FTA Acting Administrator Veronica Vanterpool should not wait for the OIG report to be issued. Instead, she should write a “Dear Colleague” letter to all FTA recipients who have active open Hurricane Sandy grants that implement:

  • A deadline of Sept. 2024 for the recipient to complete any grant applications so that FTA can obligate their share of the remaining $900 million in Hurricane Sandy funding not contained in any approved grant; 
  • A detailed recovery schedule within 30 days. Any grants still open in Oct. 2025 will be subject to de-obligation of any remaining funds, which will be returned to the Treasury; and 
  • A policy that any recipient with open Hurricane Sandy grants will no longer be eligible to receive any new capital investment new starts core capacity, bus and bus facilities discretionary or any other competitive discretionary program grant until all Hurricane Sandy capital projects are complete and grants are closed out. 

Without these sunset provisions and strong consequences, recipients will likely continue to administer Hurricane Sandy grants as usual.

FTA must perform the same detailed and timely attention it does for recipients’ grant development, review and approval as it does for oversight after grant approval. Taxpayers, riders, transit advocacy groups, NY MTA, NJ Transit, Congress, local elected officials and the U.S. Department of Transportation’s Office of the Inspector General should expect nothing less.

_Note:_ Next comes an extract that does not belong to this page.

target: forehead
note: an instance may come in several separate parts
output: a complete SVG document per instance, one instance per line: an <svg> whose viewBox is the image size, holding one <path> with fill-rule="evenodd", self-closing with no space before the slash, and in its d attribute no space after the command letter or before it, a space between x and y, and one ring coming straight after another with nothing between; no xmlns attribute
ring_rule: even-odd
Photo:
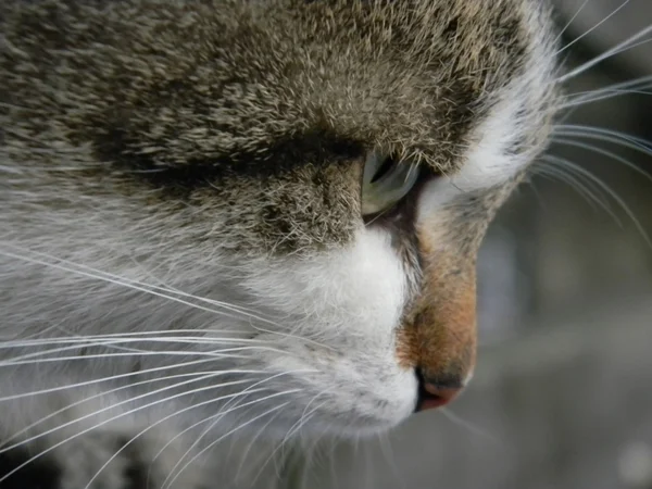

However, FTA and transit agencies are not the only actors at fault. Congress needs to take some of the blame for expanding a program focused on emergency response to mitigation of future hazards without considering staffing or knowledge levels. FTA had staffing and logistics challenges focusing on the first wave of grants alone. Expecting the agency to manage another $5 billion in funding was a recipe for disaster.